For want of a nail…

It’s an electronic one, but still…

A key tool in the U.S. Navy’s fight against Russian and Chinese submarines weighs eight pounds, is three feet long and it doesn’t even explode.

The sonobuoy is an expendable, waterborne sensor that has been air-dropped by the hundreds to detect enemy subs, a go-to capability for America and its allies for decades. The Pentagon wants to buy 204,000 sonobuoys in its fiscal 2020 budget request, a 50 percent spending increase over 2018.

While this might seem to be pretty trivial, it’s not! The joint company that currently makes sonobuoys is in deep trouble, and probably will not be able to deliver on the order.

Full article, HERE.

I can honestly say we’ve dropped millions of sonobuoys over the years, and they were and are the primary means to locate submarines.
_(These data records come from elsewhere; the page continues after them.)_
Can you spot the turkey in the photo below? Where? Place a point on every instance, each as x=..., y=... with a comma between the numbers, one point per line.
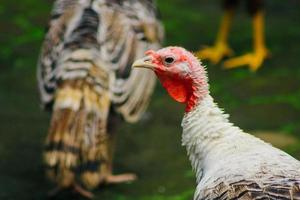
x=85, y=79
x=229, y=163
x=221, y=48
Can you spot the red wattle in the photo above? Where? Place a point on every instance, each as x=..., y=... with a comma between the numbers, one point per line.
x=179, y=90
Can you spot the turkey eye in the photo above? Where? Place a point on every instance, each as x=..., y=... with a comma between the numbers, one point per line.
x=169, y=60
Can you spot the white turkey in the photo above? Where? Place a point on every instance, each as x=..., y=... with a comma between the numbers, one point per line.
x=229, y=163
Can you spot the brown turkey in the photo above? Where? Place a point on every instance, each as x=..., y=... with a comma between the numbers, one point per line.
x=85, y=79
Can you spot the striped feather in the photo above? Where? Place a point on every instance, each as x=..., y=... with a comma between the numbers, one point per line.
x=84, y=71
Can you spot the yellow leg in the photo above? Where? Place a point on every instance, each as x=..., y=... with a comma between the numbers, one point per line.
x=221, y=48
x=254, y=59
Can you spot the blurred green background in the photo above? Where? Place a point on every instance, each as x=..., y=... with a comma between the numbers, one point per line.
x=268, y=100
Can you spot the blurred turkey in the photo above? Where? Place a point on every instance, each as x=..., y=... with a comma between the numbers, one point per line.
x=221, y=49
x=85, y=79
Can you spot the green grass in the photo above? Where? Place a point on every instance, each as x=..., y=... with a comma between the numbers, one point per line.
x=266, y=100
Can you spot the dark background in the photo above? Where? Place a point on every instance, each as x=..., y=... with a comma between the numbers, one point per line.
x=266, y=102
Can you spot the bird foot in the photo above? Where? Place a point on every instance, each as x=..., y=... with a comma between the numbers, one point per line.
x=121, y=178
x=215, y=53
x=253, y=60
x=54, y=192
x=83, y=192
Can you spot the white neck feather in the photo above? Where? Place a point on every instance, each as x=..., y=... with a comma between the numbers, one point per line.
x=202, y=128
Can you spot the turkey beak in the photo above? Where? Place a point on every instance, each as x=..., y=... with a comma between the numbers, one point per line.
x=145, y=62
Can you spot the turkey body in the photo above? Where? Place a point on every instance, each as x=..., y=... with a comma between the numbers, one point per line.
x=85, y=79
x=231, y=164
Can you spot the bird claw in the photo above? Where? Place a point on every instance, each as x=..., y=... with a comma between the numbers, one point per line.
x=215, y=53
x=83, y=192
x=121, y=178
x=253, y=60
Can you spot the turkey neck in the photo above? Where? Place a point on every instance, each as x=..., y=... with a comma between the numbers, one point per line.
x=203, y=129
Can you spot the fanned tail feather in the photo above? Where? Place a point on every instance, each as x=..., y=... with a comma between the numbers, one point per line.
x=77, y=141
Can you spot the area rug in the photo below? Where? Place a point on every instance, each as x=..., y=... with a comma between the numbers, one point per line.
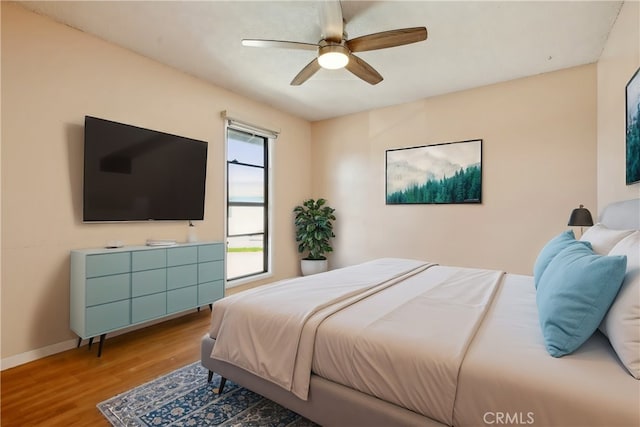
x=185, y=398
Without them, we’ll be pissing in the wind… This is yet another fallout of the military sequestration under Obama. They cut the orders back to minimums, which didn’t allow the companies to upgrade and keep top employees.

Sigh…

Comments

For want of a nail… — 11 Comments

  1. And with unemployment as low as it is, they’re going to be even harder pressed to find folks to fill the jobs this will create. Our economy is doing so well that it’s actually making it hard for employers to expand to meet the growth the prosperity is bringing. As for military contractors this is really concerning to me. Thanks for something new to keep me up at night. ;P

  2. It’s a good example of the bureaucratic pogies that were advanced to high military positions during the Obama Administration. They didn’t have a clue on how their incompetence endangered the United States. That, and how a less polite society would have had at least one of them shot at sunrise on any given day.
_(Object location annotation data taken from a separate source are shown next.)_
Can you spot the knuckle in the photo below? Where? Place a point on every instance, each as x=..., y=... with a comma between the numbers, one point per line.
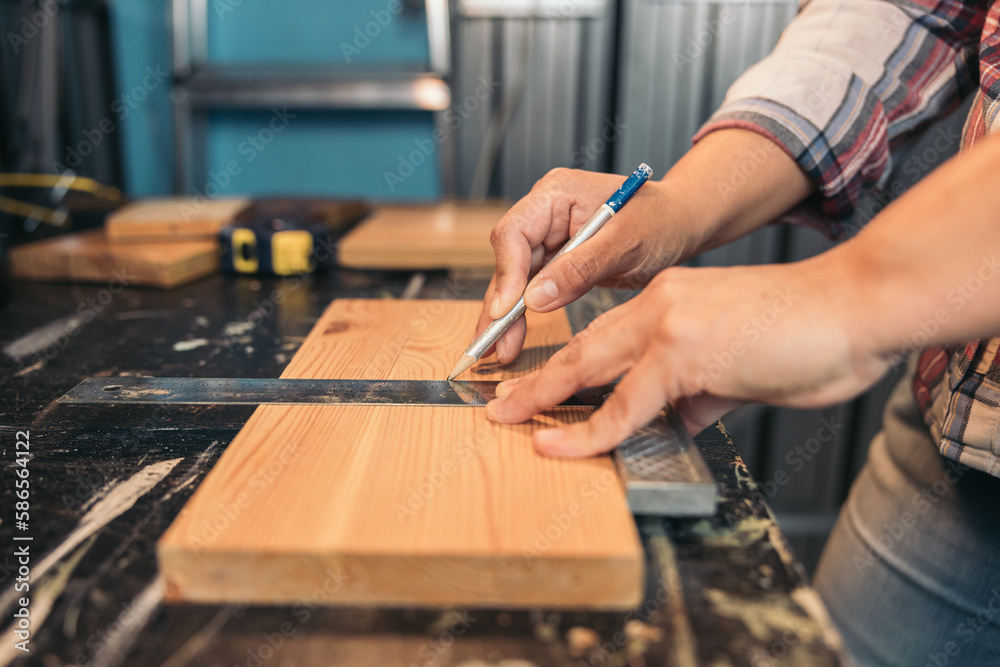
x=581, y=268
x=498, y=235
x=615, y=411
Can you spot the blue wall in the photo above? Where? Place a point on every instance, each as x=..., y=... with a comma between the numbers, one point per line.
x=336, y=153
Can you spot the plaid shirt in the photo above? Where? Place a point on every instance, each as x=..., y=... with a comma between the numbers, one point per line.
x=844, y=89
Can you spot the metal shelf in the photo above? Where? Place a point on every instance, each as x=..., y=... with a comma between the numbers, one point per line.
x=314, y=88
x=200, y=86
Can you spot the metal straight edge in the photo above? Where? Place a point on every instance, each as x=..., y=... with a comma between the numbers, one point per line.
x=661, y=468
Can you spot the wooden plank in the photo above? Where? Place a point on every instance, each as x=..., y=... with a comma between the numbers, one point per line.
x=92, y=257
x=442, y=236
x=399, y=505
x=173, y=219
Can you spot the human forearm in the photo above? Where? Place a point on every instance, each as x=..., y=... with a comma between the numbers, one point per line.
x=732, y=182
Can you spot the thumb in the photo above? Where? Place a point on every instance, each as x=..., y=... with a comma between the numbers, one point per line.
x=571, y=276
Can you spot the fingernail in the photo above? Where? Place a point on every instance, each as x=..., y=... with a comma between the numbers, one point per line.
x=495, y=307
x=541, y=293
x=506, y=387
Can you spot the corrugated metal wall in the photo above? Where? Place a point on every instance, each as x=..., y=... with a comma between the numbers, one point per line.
x=557, y=74
x=674, y=60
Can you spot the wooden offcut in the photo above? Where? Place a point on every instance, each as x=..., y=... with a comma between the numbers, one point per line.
x=92, y=257
x=173, y=219
x=404, y=505
x=441, y=236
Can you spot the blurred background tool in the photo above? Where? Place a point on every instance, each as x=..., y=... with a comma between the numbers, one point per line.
x=285, y=237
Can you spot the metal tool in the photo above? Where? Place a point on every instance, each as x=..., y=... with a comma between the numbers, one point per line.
x=491, y=334
x=662, y=469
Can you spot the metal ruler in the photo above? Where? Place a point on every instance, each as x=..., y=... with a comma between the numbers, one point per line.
x=663, y=471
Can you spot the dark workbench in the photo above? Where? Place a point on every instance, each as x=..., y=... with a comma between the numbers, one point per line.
x=107, y=481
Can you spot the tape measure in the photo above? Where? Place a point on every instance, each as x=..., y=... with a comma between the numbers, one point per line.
x=285, y=237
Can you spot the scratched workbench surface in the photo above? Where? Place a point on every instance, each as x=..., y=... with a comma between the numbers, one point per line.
x=106, y=481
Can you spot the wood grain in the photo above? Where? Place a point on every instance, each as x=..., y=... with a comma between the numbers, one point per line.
x=397, y=505
x=92, y=257
x=173, y=219
x=442, y=236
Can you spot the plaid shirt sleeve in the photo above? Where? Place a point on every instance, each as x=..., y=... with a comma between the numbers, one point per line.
x=846, y=85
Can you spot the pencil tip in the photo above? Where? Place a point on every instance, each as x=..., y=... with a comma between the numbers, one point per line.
x=463, y=364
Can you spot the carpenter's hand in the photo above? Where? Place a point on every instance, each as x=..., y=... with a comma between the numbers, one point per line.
x=706, y=340
x=627, y=252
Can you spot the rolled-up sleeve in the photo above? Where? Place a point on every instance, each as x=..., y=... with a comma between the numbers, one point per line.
x=846, y=84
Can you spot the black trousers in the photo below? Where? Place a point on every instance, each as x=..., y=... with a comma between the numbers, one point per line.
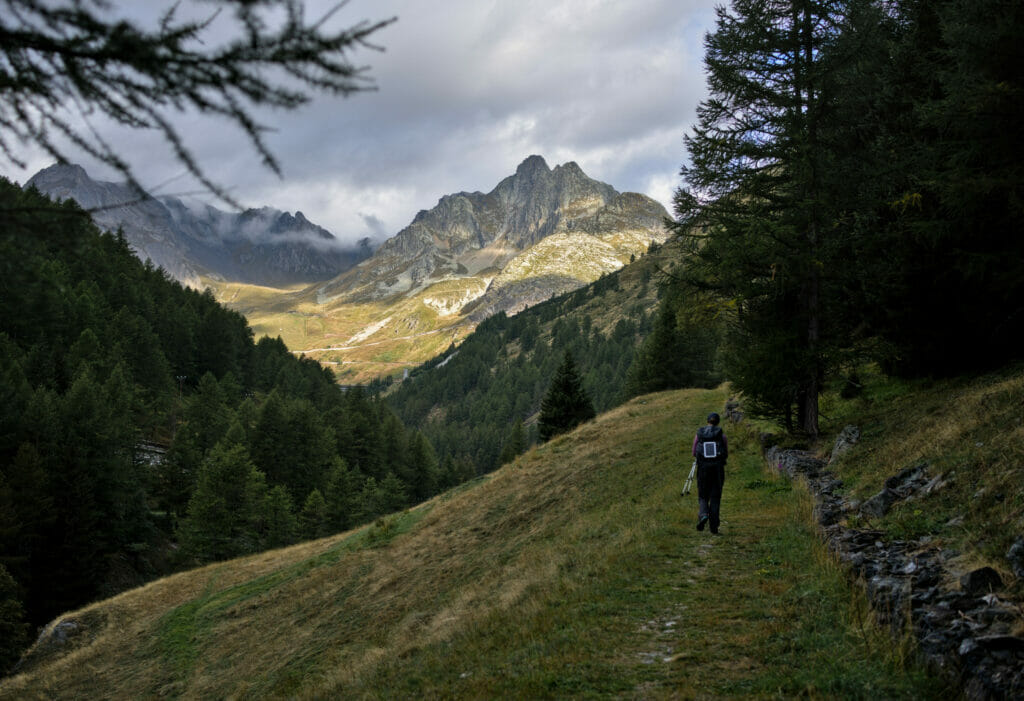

  3. How sure are we sure that it wasn’t enemy action?

    There’s some evidence that foreign governments may have been purchasing influence in US government. Whether we are talking outright campaigning, candidates less than careful about identifying the source of funds, or retirement positions for bureaucrats, there is a lot of concern.
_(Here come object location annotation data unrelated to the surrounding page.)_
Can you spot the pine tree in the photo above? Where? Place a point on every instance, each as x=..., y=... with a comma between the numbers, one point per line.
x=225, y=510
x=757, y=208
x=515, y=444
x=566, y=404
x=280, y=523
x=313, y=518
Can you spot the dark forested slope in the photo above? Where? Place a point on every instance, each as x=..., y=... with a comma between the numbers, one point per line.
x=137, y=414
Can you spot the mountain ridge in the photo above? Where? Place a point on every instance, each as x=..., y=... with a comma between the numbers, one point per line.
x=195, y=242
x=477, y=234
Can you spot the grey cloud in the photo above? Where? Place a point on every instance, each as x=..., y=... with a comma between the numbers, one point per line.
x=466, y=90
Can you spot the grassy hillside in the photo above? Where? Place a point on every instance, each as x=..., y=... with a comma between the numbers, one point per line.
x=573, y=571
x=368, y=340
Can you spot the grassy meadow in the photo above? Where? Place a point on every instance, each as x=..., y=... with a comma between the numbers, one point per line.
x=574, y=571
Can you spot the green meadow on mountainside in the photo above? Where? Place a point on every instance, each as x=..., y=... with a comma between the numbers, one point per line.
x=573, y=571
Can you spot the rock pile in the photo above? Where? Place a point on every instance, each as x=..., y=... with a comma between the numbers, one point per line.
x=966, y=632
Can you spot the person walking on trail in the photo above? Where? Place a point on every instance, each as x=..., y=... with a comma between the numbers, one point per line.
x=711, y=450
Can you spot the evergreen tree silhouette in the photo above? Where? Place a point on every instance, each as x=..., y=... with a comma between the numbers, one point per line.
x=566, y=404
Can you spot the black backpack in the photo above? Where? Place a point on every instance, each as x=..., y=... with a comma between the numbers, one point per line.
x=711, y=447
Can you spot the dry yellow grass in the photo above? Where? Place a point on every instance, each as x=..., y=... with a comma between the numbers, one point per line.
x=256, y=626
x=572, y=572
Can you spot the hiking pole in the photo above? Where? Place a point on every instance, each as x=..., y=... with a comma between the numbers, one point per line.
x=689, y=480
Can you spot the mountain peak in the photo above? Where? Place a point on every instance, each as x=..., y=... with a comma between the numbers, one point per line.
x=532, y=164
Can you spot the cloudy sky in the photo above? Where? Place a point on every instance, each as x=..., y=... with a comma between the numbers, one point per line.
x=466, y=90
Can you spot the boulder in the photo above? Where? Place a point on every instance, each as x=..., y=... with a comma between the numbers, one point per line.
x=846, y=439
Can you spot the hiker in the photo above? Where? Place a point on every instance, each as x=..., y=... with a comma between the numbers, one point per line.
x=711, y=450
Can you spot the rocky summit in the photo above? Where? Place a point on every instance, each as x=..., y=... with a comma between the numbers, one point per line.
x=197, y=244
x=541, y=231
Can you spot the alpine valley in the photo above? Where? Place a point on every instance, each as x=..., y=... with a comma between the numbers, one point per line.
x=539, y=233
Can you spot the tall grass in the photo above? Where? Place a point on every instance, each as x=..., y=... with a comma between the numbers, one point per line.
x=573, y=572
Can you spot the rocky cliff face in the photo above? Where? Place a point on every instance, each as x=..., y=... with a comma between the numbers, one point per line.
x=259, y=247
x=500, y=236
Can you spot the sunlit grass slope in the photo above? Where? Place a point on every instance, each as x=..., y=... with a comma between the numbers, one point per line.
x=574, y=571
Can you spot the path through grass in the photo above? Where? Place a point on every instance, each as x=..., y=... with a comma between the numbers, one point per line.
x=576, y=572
    A number of policy positions, held by our domestic adversaries, could be interpreted as intended to disrupt the economy in general or military procurement in specific. From entitlement spending on down. Though, I would note that corrupt contracting should explicitly be considered in this for several reasons.

    This may be excess paranoia, and addressing it directly would open cans of worms that maybe ought stay shut.

    Indirectly… With adversaries like the Chinese, what happens if use access to maintain holes in or compromise capabilities, or create or exploit vulnerabilities? Is there some way to address that outside of any organizations that they can control?

    STEM education is the fad now. Engineering is meaningless without the business and economic environment that makes the technical work possible and productive. Academia’s understanding of the humanities is heavily compromised, they are a gap, not a resource.

    Pardon the enthusiasm, I’ve been wondering at this for a while on a more specific topic. A solution unfolds for the more general case, but it is not clear that it is a viable solution.

  4. Bob- Depends on ‘who’ you consider the enemy… sigh And yes, there are a TON of issues.

    • I’m known for my expansive definition of enemy. 🙂

      I think I may have found a solution for the general problem. Have an outline, probably going to find the time to draft it and send in for a guest post at ATH.

  5. Some asshole in congress will be sure to suggest that we buy them from China!

    • Wouldn’t that be Rep. Some Asshole ?-PRC to us mere mortals?